Mr. Dorgan spoke shortly after the Senate Appropriations Committee followed the House lead and added $461 million to a military construction spending bill for special projects in the home states of committee members -- Democrats as well as Republicans.
"It's not pork; it's hypocrisy," said Robert W. Gaskin, vice president for policy of the Business Executives for National Security, a nonprofit group that monitors defense spending. "The Republicans promised to end congressional welfare, but they're adding on spending projects just exactly the way the Democrats did."
Even so, the Republicans are hitting their spending cut targets. They're doing it by taking dead aim at nearly all the top priorities of Democratic presidents from Lyndon B. Johnson through Bill Clinton.

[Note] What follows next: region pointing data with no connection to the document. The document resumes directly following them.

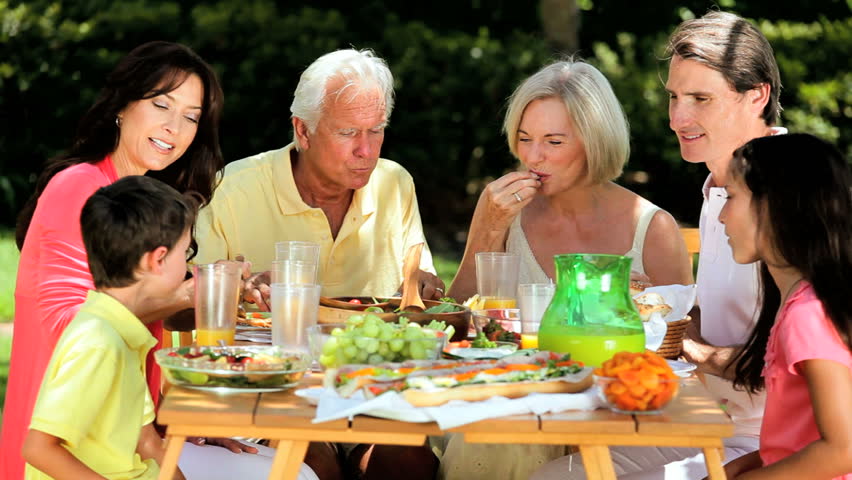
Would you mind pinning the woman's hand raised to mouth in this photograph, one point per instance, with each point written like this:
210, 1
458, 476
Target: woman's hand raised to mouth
502, 201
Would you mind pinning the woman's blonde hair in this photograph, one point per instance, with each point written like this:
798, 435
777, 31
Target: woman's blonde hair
591, 104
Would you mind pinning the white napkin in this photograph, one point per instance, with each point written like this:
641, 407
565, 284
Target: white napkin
391, 405
681, 298
258, 336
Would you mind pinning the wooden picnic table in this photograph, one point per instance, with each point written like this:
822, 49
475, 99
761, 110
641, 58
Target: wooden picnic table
692, 420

"The Republicans are proposing the most dramatic changes ever made in the history of this country," said House Democratic Leader Richard A. Gephardt of Missouri.
He cited a list that cuts federal housing programs by half, eliminates family-planning money and heating assistance for the aged poor, wipes out Mr. Clinton's Americorps volunteer program, kills the America 2000 standards program for public schools, and makes the first cuts ever in Head Start -- the preschool program that is considered the most successful of Johnson's Great Society legacy.
The policy changes made beyond simple belt-tightening also have enormous consequences for environmental standards, safety standards, labor and consumer protections -- many of which would be voided for lack of enforcement funds.
"They think everything that protects the environment is too much big government, too anti-business, too intrusive on property rights," asserted Rep. Wayne T. Gilchrest, a moderate Republican from Maryland's Eastern Shore, who wages almost daily battles on the House floor to try to soften the blows to environmental programs. "It's staggering, what they're trying to do."
But try as they might, the Republican leaders are not able to keep their team quite on track.
When conservative Republicans joined with Democrats to try to cut funds for science research programs favored by House Science Committee Chairman Robert S. Walker of Pennsylvania, he protested -- much as Speaker Gingrich had -- of "mindless cannibalism."
"This is not exactly the pure Republican revolution some had hoped," acknowledged Rep. John A. Boehner of Ohio, chairman of the House Republican Conference. "There is still a lot of disagreement about what the role of government should be. You just can't change Washington overnight."